According to scientist and author, Matt Ridley, this is what we can expect from the future based on a reasonable reading of human progress starting with the Stone Age.
This is refreshing stuff, especially in the midst of the economic and ecological turmoil all around us.
Dr Ridley’s case is grounded in an astute assessment of the past, and he believes pessimists take the wrong lessons from history. By excavating the past for solutions to the catalog of catastrophic threats that confront us – oil spills, financial meltdowns, climate change – the pessimist despairs when they can’t find any. But to Ridley and optimists like me, this misses the glaringly obvious: that, in his words, “the human race has become a collective problem-solving machine which solves problems by changing its ways”. As Mark Twain says, “history doesn’t repeat but it does rhyme” – and the tune is innovation.
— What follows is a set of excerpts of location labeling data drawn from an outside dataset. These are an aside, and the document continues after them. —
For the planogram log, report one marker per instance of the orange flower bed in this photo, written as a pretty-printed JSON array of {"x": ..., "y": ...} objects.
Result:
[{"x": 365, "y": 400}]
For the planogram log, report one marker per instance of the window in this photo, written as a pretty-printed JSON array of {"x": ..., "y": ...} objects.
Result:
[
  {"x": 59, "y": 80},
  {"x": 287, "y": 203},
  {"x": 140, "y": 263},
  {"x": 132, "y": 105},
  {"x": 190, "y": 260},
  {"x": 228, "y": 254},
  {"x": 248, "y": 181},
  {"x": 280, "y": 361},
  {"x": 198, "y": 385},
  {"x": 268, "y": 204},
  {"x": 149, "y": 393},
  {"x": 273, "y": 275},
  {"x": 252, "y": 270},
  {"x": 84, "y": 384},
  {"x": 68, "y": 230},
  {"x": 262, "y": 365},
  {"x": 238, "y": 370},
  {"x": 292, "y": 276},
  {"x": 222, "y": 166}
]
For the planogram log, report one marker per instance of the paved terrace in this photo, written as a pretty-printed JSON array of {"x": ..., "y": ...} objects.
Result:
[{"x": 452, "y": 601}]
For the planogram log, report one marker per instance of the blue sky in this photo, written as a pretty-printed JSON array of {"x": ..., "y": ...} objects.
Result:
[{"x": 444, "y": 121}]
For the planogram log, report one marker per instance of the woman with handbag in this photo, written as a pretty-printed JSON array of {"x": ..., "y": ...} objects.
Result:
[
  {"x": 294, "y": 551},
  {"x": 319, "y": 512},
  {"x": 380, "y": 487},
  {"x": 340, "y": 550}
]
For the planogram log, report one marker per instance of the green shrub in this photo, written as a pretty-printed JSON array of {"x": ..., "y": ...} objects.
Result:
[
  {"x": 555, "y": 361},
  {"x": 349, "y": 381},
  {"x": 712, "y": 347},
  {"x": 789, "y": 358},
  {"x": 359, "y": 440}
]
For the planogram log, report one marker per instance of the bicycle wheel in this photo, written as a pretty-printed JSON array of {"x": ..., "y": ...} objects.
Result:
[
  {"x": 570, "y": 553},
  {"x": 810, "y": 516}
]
In this grand narrative arc, trade between the first humans began the process of creativity and advancement that hasn’t stopped since and, despite the naysayers, Dr Ridley projects further acceleration.
“The modern world is a history of ideas meeting, mixing, mating and mutating…And the reason that economic growth has accelerated so in the past two centuries is down to the fact that ideas have been mixing more than ever before.”
It’s an awe-inspiring thesis. The more connections between people, the better; the more free and freewheeling the trade in ideas and insights, the more powerful the solutions will become. And ideas rule! We are not just equipped as a species to survive, but to prosper.
When it comes to optimism, the rational and the radical are one and the same.